I took part in a wonderful Dagstuhl workshop this past February on translating morphologically rich languages. (Yeah, I also don't really know why I was invited :P.) But many thanks to Alex, Kevin, Philipp, Helmut and Hans for inviting me. I had a realization during this workshop that I thought I'd share. It's obvious in retrospect, and perhaps in front-spect for many of you. Much of this came up in the discussion with Bonnie Webber, Marion Weller, Martin Volk, Marine Carpuat, Jörg Tiedemann and Maja Popovic, and Maja deserves much credit for her awesome error analysis tool that helped shed some light on German.
One thing you commonly think of when translating into a morphologically rich language is that there's stuff you're going to have to hallucinate. Really this isn't an issue of morphology per se, but just that this is one place where it's obvious. For instance, even going from English to French you'll have to hallucinate gender on your determiners (un versus une and le versus la) that's unmarked in English. Or when going from Japanese (which roughly combines present and future tenses into a single tense) to English, you'll have to hallucinate "will" at appropriate places.
An abstraction that I think was pretty widespread among the initial discussions in the workshop was that if you're going from language X to Y, there are basically two options:
- Phenomenon foo is explicit in Y but implicit in X, and therefore you'll have to hallucinate it (i.e., tense is explicit in English but not in Mandarin)

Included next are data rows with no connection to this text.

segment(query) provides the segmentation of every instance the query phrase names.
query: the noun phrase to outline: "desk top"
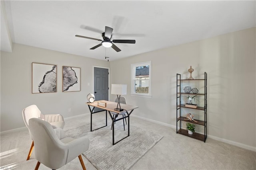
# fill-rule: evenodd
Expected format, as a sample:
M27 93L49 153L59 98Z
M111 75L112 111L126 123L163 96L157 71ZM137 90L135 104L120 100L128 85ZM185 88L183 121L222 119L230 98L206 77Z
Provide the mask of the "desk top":
M98 102L102 102L106 103L107 104L106 107L104 107L100 106L98 106ZM109 111L116 113L124 112L124 111L125 110L127 110L127 111L129 111L130 110L137 109L139 107L139 106L128 105L128 104L122 104L120 103L120 105L121 105L121 108L124 109L124 110L122 111L118 111L114 110L114 109L116 108L116 106L117 106L117 103L116 103L113 102L108 101L107 100L98 100L95 101L93 103L86 103L86 104L89 106L92 106L100 108L104 110L107 110Z

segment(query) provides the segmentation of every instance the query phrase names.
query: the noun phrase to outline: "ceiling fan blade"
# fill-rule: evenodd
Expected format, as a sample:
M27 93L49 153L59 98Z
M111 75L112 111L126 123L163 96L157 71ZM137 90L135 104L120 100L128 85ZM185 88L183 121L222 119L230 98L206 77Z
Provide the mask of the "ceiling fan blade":
M97 41L102 41L101 39L97 39L96 38L91 38L90 37L85 37L84 36L79 35L76 35L75 36L76 37L80 37L81 38L87 38L87 39L93 39L94 40L97 40Z
M105 37L110 39L112 36L112 32L113 32L113 28L106 26L105 27Z
M112 43L112 46L111 46L111 47L113 49L116 50L116 52L121 51L121 50L113 43Z
M94 50L94 49L95 49L96 48L98 48L99 47L100 47L102 45L102 44L101 43L100 44L98 44L97 45L96 45L95 46L94 46L93 47L91 48L90 49L90 50Z
M112 41L115 43L128 43L130 44L135 44L136 42L134 39L114 39Z

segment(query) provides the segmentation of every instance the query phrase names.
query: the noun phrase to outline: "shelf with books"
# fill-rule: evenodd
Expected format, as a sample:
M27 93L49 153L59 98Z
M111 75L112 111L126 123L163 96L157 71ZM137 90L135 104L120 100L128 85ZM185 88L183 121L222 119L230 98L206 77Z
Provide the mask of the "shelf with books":
M193 94L191 92L188 93L186 92L188 92L188 91L186 92L181 92L181 86L182 85L182 82L185 81L186 83L184 86L185 85L187 86L188 82L190 82L190 81L204 81L204 85L203 88L204 90L204 93L199 93ZM204 72L204 79L196 79L193 80L188 79L182 79L181 78L181 75L180 74L177 74L177 93L176 93L176 133L180 134L182 135L185 135L186 136L188 136L193 138L196 139L201 141L202 141L205 142L207 136L207 73L206 72ZM188 87L190 88L190 87ZM201 90L202 90L202 89ZM204 98L204 102L203 107L200 107L197 106L196 104L181 104L181 97L183 96L185 96L185 95L199 95L203 96ZM199 99L200 100L202 100L202 98ZM196 99L197 100L197 99ZM202 104L202 102L200 103ZM203 111L204 113L204 119L203 119L197 120L194 119L194 120L196 121L190 121L188 120L186 117L182 116L182 112L184 112L182 108L186 108L188 109L193 109L196 110L200 110L201 111ZM197 111L202 112L202 111ZM199 114L200 114L200 113ZM184 113L183 113L184 114ZM202 117L202 116L200 116L200 117ZM199 125L200 125L204 126L204 132L203 134L201 134L198 133L193 133L193 135L190 135L188 134L188 131L186 129L184 129L184 128L182 127L182 121L184 121L188 122L190 123L194 123L195 124Z

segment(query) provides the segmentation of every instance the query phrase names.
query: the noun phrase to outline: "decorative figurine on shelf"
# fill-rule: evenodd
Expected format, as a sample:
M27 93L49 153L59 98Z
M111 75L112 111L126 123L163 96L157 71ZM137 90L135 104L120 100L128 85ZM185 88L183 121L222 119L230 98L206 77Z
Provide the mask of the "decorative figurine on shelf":
M188 71L190 74L190 76L188 78L188 80L194 80L194 78L192 77L192 72L194 71L194 69L192 68L192 66L190 66L190 68L188 70Z
M195 98L195 97L196 97L196 96L194 96L193 97L190 97L190 96L188 96L188 97L187 97L187 98L188 98L188 101L189 101L189 104L192 104L192 99L194 99L194 101L195 101L196 100L198 100L197 99L196 99L196 98Z
M185 120L190 120L190 121L194 121L195 123L198 123L198 121L194 120L194 115L191 113L188 113L186 115L186 119L185 119Z

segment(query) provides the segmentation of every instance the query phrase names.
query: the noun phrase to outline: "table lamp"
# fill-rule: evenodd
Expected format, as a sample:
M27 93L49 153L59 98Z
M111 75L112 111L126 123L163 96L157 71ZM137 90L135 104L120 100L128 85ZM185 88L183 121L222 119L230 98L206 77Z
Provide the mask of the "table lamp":
M114 110L116 111L122 111L124 110L123 109L121 108L121 106L120 106L120 96L121 96L121 95L125 95L126 94L127 88L127 84L111 84L111 94L116 94L117 98L118 100L118 102L117 104L116 108L114 109ZM118 108L118 105L119 105L120 108Z
M90 103L93 103L95 100L95 96L94 94L92 93L88 94L86 98Z

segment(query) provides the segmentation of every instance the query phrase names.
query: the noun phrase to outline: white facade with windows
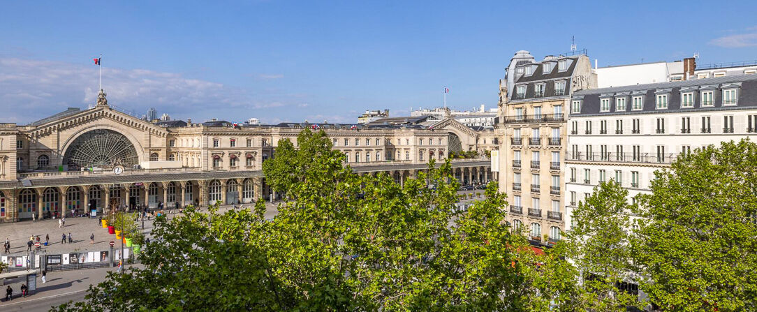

- Phenomenon bar is explicit in Y and also explicit in X, and so you can just copy it.
Okay, so you want examples.
An easy example is gender. I've been well assured that, for instance, French and Russian both have explicit gender. But just because some noun (eg moon/lune) is feminine in French doesn't mean it's also feminine in Russian. (In fact I think it's neuter.)
You might argue gender is a stupid thing to pick because it's essentially an artificial encoding of who-knows-what.
How about tense. That clearly has a semantic interpretation (did something happen in the past, the present or the future) and so if languages X and Y both express some particular tense, they must be consistent in how they do it.
Wrong. Now my memory is getting a bit shaky, but my recollection is that, for instance, in newswire text, it's very common in German to refer to things that have happened in the past in present tense. To English speakers this is a strange convention (we tend to refer to such things in past tense), but it doesn't have to be so. And of course English has it's own idiosyncrasies: see the plight of the native German speaker who cannot understand English tense usage in (New Zealand) news articles.
Part of this is probably because tense, even in English, is a pretty slippery concept. We (native English speakers) have no problem using present (or progressive) tense to refer to things that happened in the present (John runs) the past (so yesterday I'm running to the store and a hamburger falls on my head!) or the future (my flight leaves at 8:00 tonight).
Another easy example is definiteness (thanks to Kevin Knight for this inspiration). Again, our high school English teachers tell us that "the" (+Definite) has to refer to something that's already been introduced into context. I just went to cnn.com, clicked on the very first link, and the first sentence is "The boss resigned under pressure and other Veterans Affairs managers are likely on the way out." Ok you could argue that "The boss" is already in the context of the US news media (this is an article about Shinseki) but it's nonetheless very common to see (English) entities introduced using "the" and the precise rules that govern this may or may not be consistent across other languages.
The long and short of this is: I like the fact that translation into morphologically rich languages makes us pay attention to linguistic divergence. But that doesn't mean that divergences aren't there even when languages express the same set of linguistically-named phenomena. Usage can vary dramatically, be it for conventions, socio-linguistic reasons, or other things that are hard to pin down. It's just that by focusing all our energy on a very particular convention (newswire, parliament), we can pretty easily learn these mappings because there's no variability. Add some variability and we're hosed, even for languages with the same set of (overt) markings.